2 – Le messianisme technologique. Comme l’écrivait Ivan Illich, « passé un certain seuil, l’outil, de serviteur (des projets de l’homme), devient despote. » Dans le mouvement des fablabs en particulier (c’est moins le cas dans les makerspaces), la dimension technique et technologique est très présente. Les machines à commande numérique (comme les imprimantes 3D) sont très souvent mentionnées dans les discours. Leur influence sur les types de produits fabriqués est significative.
La technologie ne constitue-t-elle pas toutefois un frein au projet d’émancipation porté par ce mouvement ?
– La technologie n’est pas un medium neutre mais porteur de l’esprit à travers lequel elle est aujourd’hui mobilisée. Introduire des outils technologiques dans un processus de travail a la plupart du temps pour effet d’introduire simultanément un plus grand contrôle de l’activité et de ceux qui la réalisent (par l’augmentation de la capacité d’enregistrement des informations d’un tel outil notamment) ainsi qu’une emphase sur l’efficacité du processus (au détriment de ce que la réalisation du travail produit chez celui qui le réalise, comme tente pourtant de rétablir le mouvement de la fabrication collaborative). Les acteurs des fablabs semblent vouloir tordre la technologie pour en faire ce qu’ils en veulent mais ils sous-estiment fortement le conditionnement de leur imaginaire par l’environnement duquel ils essaient de s’extraire.
– La technologie introduit une distance entre nous et l’autre, entre nous et le réel : elle nous en donne une expérience médiée (ex : ma relation avec un ami sera de nature différente si elle se fait face à face, via SMS ou via Skype). Cette médiation a notamment pour effet d’appauvrir l’expérience et de diminuer son potentiel d’impact sur nous (ex : graver une planche en bois en utilisant manuellement un pyrograveur vs. entrer une ligne de code dans un pyrograveur à commande numérique ne contribuera pas de la même manière à redécouvrir un rapport alternatif au travail). Certains acteurs de ces espaces m’indiquent que, dans la pratique, le rapport direct aux matériaux ou le peaufinage manuel sont réalité.

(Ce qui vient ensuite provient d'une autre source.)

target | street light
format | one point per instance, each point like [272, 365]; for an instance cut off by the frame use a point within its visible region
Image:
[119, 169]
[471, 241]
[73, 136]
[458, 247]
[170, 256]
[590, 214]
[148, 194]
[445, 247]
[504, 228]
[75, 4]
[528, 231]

L’objectif de cet avertissement est plutôt de sensibiliser les makers aux risques de performativité des discours qui ne reflètent pas cette sensibilité et investissent plutôt l’imaginaire technique ou technologique.
– Bien que ces espaces aient pour objectif de réintroduire une forme de lien social et de sentiment d’appartenance entre ses membres, les technologies constituent souvent un obstacle plus qu’un catalyseur, en particulier lorsque ces espaces n’investissent pas significativement dans la présence d’animateurs de communauté présents qui consacrent un nombre d’heures significatif à mettre en lien les personnes.
La technologie n’est pas, en soi, aliénante mais elle peut facilement être un obstacle à l’émancipation portée par le mouvement de la fabrication collaborative.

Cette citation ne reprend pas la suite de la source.